PHOTO: Ghislaine Maxwell's siblings, Isabel Maxwell, Kevin Maxwell and Christine Maxwell, arrive at the US District Court for the Southern District of New York on June 28, 2022 for Ghislaine Maxwell's hearing.

Ghislaine Maxwell’s siblings, Isabel Maxwell, Kevin Maxwell and Christine Maxwell, arrive at the United States District Court for the Southern District of New York on June 28, 2022 for Ghislaine Maxwell’s sentencing hearing.

Timothy A. Clary/AFP via Getty Images

Ghislaine vividly recalls a time when she was 13 years old when she stuck a poster of a pony to the freshly painted wall of her bedroom. Instead of damaging the paint with masking tape, she gently hammered a thin nail to fix the poster. confirm,” said the defense. said memo. “This infuriated her father, who took the hammer and hit Ghislaine’s dominant hand, which left it badly bruised and painful for the next few weeks.”

Prosecutors called Maxwell’s attempts to divert blame “absurd.”

“If anything stands out about the defendant’s conviction, it’s her complete failure to address her abusive behavior and her utter lack of remorse,” federal prosecutors said in their memo to the judge. “Instead of showing even a hint of acceptance of responsibility, the defendant makes a desperate attempt to blame wherever she can.”

Maxwell’s defense insisted at trial that the government’s case was based on the “false memories” of four prosecutors who, according to attorney Laura Menninger, “inserted” Maxwell into accounts that initially included only Epstein.

Ghislaine Maxwell attends the VIP Evening of Talk for Women’s Brain Health Initiative moderated by Tina Brown at Spring Studios on October 18, 2016 in New York City.

Sylvain Gaboury/Paul Bruinooge/Patrick McMullan/Getty Images, FILE

“The prosecutors’ memories … began to change,” Menninger said. “Truth has been manipulated and changed over time.”

The defense also argued that money brought the plaintiffs forward “with their personal injury lawyers next to them”. Menninger said each accuser took home millions, “and now they’re stuck with the stories they told.”

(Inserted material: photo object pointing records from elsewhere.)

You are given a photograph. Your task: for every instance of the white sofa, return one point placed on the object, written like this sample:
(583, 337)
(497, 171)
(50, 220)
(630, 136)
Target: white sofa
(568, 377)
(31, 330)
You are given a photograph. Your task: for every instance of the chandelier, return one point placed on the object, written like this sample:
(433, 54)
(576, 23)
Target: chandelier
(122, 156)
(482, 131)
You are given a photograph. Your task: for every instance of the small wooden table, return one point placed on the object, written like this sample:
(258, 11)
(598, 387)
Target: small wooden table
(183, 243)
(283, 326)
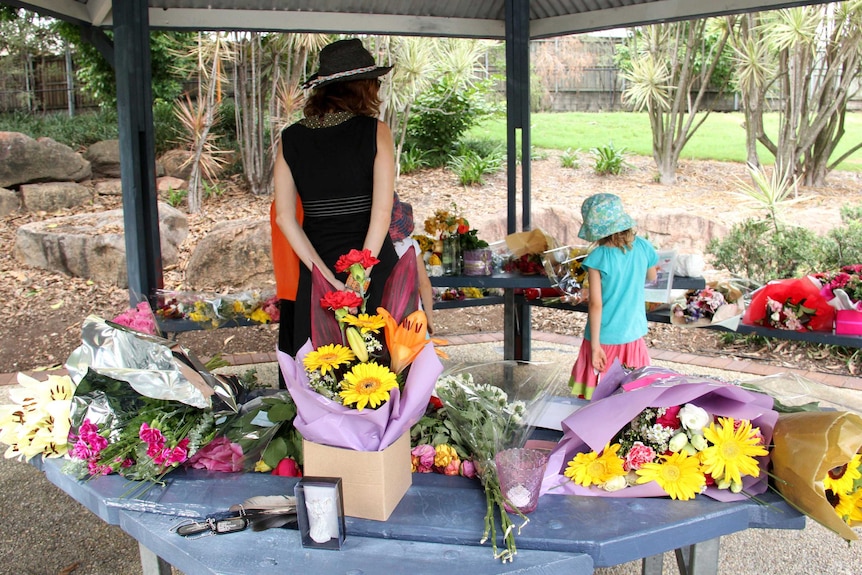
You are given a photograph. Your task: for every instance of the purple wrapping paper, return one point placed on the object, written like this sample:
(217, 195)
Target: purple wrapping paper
(327, 422)
(593, 426)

Prosecutors, whose case involved two dozen witnesses, said Maxwell “made the choice to sexually exploit countless underage girls” as part of a plan that ran from at least 1994 to 2004. Two women who testified said they were 14 when Epstein began to abuse them. , sometimes with Maxwell present or directly involved.

“She was personally involved in sexual abuse when she stroked Jane, Annie and Carolyn’s breasts. And she used her role as a supposedly respectable, glamorous, elderly woman to give these victims a false sense of security,” the prosecutors said.

This is a story in development. Come back for updates.